Similarly, management consultants habitually apply the Swiss-American psychologist Elisabeth Kubler-Ross’s theory of the five stages of grief (denial, anger, bargaining, depression and acceptance) to help clients understand how employees experience major changes in the workplace. This could be extremely valuable for executives in charge of large-scale management initiatives – except that Kubler-Ross’s theory was based on interviews with terminally ill patients, rather than workers facing, say, the loss of their coffee breaks. In fact, an extensive longitudinal study found that denial is not the first stage of grief and that the dominant grief indicator is actually yearning, which isn’t one of Kubler-Ross’s five stages at all.
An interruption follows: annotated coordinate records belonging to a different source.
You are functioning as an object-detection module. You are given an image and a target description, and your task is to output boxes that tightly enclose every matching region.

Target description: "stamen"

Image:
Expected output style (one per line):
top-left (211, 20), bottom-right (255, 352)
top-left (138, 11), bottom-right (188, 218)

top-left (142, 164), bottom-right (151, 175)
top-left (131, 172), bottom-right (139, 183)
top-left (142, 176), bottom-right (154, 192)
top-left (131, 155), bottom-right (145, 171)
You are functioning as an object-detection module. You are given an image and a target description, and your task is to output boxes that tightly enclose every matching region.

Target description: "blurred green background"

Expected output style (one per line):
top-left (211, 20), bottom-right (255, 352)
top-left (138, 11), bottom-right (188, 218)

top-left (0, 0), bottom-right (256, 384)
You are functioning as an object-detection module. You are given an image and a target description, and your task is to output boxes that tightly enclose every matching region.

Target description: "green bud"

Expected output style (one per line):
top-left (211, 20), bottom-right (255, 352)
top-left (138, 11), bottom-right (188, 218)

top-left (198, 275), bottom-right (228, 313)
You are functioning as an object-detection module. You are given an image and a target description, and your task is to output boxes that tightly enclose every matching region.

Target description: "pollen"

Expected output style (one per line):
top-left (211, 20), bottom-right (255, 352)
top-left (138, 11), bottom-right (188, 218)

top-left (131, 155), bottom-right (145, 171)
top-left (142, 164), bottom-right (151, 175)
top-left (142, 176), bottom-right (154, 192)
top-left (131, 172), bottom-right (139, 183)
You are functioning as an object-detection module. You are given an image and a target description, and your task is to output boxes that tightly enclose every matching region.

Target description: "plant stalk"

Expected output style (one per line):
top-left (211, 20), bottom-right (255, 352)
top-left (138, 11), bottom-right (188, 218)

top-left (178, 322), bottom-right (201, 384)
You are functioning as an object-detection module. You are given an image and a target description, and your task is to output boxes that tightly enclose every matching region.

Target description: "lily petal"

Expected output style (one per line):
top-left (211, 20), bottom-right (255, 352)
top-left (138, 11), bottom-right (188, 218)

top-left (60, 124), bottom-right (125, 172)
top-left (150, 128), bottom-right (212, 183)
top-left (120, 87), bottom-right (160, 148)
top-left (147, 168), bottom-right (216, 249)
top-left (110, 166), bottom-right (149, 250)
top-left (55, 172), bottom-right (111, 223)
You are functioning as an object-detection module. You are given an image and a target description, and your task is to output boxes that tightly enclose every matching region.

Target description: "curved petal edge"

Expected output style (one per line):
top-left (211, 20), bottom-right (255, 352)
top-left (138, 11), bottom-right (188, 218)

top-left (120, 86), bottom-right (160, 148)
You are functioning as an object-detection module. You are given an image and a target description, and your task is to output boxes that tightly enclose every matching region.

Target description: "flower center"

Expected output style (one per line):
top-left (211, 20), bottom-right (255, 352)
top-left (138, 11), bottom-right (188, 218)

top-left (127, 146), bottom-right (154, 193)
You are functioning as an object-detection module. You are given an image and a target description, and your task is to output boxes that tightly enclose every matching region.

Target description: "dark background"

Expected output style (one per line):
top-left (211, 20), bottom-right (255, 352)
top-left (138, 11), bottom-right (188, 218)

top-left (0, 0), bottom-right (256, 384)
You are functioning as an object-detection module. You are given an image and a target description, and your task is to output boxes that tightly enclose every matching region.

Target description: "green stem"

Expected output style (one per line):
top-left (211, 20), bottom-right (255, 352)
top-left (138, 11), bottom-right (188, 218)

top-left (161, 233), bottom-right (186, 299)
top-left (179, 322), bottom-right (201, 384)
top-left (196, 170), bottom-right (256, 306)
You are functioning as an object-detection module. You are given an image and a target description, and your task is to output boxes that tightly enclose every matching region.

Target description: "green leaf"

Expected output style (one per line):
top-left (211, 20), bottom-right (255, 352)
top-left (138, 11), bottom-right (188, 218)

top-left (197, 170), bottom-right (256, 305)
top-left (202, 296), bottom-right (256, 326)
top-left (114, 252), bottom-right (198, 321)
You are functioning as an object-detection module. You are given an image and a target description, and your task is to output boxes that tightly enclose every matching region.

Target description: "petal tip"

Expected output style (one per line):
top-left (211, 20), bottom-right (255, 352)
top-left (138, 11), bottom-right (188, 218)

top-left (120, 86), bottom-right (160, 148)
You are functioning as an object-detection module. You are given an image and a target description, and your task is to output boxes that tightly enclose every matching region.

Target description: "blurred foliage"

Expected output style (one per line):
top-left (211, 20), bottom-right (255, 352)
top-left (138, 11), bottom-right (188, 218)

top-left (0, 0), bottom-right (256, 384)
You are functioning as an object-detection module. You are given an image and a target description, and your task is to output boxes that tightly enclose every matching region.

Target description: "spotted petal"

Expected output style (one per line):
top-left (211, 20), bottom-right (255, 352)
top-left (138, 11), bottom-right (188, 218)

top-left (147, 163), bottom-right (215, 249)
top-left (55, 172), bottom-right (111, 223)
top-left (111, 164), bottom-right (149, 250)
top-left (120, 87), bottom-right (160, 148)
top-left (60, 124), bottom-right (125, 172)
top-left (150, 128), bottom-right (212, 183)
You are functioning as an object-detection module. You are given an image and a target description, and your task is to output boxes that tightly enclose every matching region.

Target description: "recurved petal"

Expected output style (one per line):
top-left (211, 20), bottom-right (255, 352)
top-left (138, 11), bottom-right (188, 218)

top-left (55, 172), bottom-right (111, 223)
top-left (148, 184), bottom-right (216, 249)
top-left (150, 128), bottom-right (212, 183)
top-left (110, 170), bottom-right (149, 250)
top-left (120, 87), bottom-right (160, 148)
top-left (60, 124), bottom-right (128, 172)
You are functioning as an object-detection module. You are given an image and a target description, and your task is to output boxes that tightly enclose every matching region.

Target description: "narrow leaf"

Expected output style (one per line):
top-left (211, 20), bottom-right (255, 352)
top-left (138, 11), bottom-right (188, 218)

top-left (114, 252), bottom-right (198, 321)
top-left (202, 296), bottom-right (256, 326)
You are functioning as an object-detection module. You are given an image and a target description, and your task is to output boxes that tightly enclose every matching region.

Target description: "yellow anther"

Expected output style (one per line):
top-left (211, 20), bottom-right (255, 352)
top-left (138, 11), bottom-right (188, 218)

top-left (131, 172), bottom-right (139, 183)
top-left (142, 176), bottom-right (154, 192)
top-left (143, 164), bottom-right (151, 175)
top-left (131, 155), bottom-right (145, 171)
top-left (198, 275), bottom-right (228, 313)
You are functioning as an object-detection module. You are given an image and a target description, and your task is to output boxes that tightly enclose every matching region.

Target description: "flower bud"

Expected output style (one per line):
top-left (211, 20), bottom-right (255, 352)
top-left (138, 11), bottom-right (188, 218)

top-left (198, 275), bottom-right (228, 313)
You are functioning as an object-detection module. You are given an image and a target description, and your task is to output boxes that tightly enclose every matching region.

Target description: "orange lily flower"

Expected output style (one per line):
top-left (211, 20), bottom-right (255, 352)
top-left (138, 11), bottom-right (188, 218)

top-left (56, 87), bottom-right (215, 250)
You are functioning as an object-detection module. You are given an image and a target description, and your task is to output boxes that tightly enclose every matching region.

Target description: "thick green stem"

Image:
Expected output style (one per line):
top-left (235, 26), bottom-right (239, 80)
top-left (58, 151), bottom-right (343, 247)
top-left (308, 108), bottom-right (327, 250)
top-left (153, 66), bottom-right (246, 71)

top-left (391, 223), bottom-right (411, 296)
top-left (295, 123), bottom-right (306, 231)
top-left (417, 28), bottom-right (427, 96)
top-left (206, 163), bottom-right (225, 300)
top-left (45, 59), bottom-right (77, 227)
In other words, applying Kubler-Ross’s theory to change management is a spurious effort.
[An interesting follow-on: Kubler-Ross’s reputation declined after she expanded her research to near-death experiences and spirit mediums. She held seances (in the complete dark) with Jay Barham, a perverted “psychic” who, stark naked, would molest female participants while pretending to be an “afterlife entity.” In 1995, her Virginia farmhouse burnt down under suspicious circumstances and she suffered the first of a series of strokes. In a final interview with Oprah Winfrey, she described her feelings about her own impending death as “just angry, angry, angry.”]
The British government commissioned a classic example of a misleading case study to explain why Japanese firms, especially Honda, so dramatically outsold British motorcycles in the United States. The consultants described how Honda, leveraging its low-cost, high-volume production base in Japan, secured entry into the US market by developing a brand-new market sector – the sale of small motorcycles to middle-class consumers. This textbook example of analytical virtuosity and strategic cunning became the basis of case studies in business schools worldwide; that is, until management scholar Richard Pascale flew to Japan and interviewed the responsible managers. There was no brilliant plan, they admitted; instead, they had slowly stumbled, through lots of trial and even more error, onto an “emergent strategy” that eventually proved successful. “In truth,” he was told, “we had no strategy other than the idea of seeing if we could sell something in the United States.” Even the famous US advertising campaign – “You meet the nicest people on a Honda” – wasn’t the product of Honda’s exemplary strategic thinking. It was coined by a UCLA undergraduate for a class project.
Sources
Boston Consulting Group, Strategy Alternatives for the British Motorcycle Industry, Her Majesty’s Stationery Office, 1975.
Burns L, Elisabeth Kubler-Ross: The rise and fall of the five stages of grief, BBC News, 3 July 2020.
Kubler-Ross E, On Death & Dying, Scribner, 1969.
Levitt S and J List, Was There Really a Hawthorne Effect at the Hawthorne Plant? An Analysis of the Original Illumination Experiments, NBER Working Paper 15016, 2009.
Maciejewski P et al, An Empirical Examination of the Stage Theory of Grief, Journal of the American Medical Association, Vol 297 No. 7, 2007.
Mintzberg H, B Ahlstrand and J Lamper, Strategy Safari, Prentice Hall Europe, 1998.
Pascale R, Perspectives on Strategy: The Real Story Behind Honda’s Success, California Management Review, Spring 1984.
Waterman RH and T Peters, In Search of Excellence, Harper & Row, 1982.